Opinion
216
February 20, 2003.
Order, Supreme Court, New York County (Paula Omansky, J.), entered on or about July 10, 2001, which, inter alia, granted insurer's motion for summary judgment declaring that its obligation to pay partial disability benefits to insured ceased subsequent to October 1995, and striking all counterclaims and affirmative defenses, and all claims from a complaint formerly pending in Broome County, unanimously affirmed, without costs.
GEORGE BERGER, for Plaintiff-Respondent.
STEPHEN H. WEINER, Defendant-Appellant.
EUGENE R. ANDERSON.
Before: Tom, J.P., Mazzarelli, Ellerin, Williams, Marlow, JJ.

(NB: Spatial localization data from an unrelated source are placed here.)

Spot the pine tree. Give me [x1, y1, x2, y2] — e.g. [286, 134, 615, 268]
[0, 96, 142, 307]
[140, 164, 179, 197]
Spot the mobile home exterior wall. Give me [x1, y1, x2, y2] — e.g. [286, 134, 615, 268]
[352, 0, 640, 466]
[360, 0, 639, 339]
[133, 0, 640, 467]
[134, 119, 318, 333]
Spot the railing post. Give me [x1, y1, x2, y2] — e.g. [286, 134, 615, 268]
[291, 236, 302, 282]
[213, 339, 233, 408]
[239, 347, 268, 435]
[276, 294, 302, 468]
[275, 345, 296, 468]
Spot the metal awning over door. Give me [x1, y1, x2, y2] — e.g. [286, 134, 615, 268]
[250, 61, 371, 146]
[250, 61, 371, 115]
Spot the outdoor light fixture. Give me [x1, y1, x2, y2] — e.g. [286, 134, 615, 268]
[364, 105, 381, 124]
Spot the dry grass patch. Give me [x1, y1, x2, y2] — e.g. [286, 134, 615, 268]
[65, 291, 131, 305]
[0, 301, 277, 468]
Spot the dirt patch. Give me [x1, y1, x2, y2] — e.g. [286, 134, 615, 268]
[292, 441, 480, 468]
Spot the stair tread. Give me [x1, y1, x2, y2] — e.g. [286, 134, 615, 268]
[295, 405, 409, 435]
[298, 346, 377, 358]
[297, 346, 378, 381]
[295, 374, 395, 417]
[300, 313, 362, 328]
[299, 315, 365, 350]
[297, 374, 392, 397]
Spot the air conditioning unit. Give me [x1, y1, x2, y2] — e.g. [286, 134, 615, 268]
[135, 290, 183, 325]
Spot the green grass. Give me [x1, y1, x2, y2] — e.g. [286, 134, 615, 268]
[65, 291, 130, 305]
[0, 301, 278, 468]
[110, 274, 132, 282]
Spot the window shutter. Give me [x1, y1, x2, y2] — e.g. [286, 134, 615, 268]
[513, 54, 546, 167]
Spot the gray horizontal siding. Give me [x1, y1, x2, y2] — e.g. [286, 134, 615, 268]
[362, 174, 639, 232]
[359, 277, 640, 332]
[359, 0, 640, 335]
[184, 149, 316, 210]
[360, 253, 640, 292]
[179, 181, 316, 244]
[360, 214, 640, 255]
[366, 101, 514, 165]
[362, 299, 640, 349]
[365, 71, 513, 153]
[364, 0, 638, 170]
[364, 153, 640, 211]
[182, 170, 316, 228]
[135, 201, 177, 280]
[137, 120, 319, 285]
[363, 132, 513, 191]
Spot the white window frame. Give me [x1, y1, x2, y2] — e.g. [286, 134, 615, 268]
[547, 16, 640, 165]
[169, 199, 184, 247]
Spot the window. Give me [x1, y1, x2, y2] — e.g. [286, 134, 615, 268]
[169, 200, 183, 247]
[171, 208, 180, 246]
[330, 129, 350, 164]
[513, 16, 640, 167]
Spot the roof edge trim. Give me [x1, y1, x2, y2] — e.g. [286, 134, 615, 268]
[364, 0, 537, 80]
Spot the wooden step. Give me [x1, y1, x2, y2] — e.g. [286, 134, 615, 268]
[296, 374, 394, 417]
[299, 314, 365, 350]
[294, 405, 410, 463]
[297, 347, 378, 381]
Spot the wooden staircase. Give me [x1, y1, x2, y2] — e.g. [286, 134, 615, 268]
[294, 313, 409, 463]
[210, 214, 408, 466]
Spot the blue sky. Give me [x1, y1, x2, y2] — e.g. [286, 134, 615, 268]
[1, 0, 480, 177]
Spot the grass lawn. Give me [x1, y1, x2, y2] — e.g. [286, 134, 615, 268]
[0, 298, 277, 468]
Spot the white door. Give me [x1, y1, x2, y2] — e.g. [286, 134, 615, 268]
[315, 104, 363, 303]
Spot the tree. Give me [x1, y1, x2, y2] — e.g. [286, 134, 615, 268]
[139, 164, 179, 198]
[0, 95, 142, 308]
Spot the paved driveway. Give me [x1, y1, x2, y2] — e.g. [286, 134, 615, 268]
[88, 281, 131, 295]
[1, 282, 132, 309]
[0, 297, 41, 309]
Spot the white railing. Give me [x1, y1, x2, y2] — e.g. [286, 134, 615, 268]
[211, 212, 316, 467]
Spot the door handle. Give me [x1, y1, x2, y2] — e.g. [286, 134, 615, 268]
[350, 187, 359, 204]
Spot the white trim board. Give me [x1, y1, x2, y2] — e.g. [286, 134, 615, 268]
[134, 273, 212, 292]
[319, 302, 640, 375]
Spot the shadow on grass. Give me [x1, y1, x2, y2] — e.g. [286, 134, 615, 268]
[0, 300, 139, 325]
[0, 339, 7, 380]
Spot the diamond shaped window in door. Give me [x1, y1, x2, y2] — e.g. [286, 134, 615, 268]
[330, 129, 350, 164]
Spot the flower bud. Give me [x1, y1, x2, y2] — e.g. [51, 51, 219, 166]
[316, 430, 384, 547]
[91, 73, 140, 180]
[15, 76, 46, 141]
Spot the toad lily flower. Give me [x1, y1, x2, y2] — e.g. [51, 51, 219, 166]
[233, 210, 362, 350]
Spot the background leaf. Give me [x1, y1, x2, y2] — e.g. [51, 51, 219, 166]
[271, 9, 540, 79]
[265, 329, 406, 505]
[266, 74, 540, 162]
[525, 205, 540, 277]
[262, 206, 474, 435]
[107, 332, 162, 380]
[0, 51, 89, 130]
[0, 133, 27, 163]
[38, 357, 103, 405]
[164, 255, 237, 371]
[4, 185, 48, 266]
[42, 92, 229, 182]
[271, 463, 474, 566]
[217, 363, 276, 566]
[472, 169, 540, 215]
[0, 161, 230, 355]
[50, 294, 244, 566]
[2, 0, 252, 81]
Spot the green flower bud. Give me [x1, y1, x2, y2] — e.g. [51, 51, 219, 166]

Even in the absence of an explicit cooperation clause, the insured owed the insurer a duty of good faith, and was prohibited from refusing to comply with a requirement expressly set forth in the subject policies (see Structure Tone v. Burgess Steel Prods. Corp., 249 A.D.2d 144) that mandated the submission directly to the insurer or its agents, on request, of unredacted federal tax returns for the entire period sought. Throughout the seven years since this dispute began, insured has never complied with that obligation, but has chosen instead to press meritless claims (see e.g. DiPasquale v. Sec. Mut. Life Ins. Co. of New York, 293 A.D.2d 394). In light of insured's conduct, the motion court correctly found that there was no factual issue preventing it from declaring in insurer's favor and dismissing insured's affirmative defenses and counterclaims, as well as the causes of action still pending after the insured's action in Broome County was removed to this jurisdiction and consolidated with insurer's New York County action (see Sec. Mut. Life Ins. Co. v. DiPasquale, 271 A.D.2d 268;and see DiPasquale v. Sec. Mut. Life Ins. Co., 273 A.D.2d 621). We have considered all of the insured's other arguments and find them unavailing.
THIS CONSTITUTES THE DECISION AND ORDER OF THE SUPREME COURT, APPELLATE DIVISION, FIRST DEPARTMENT.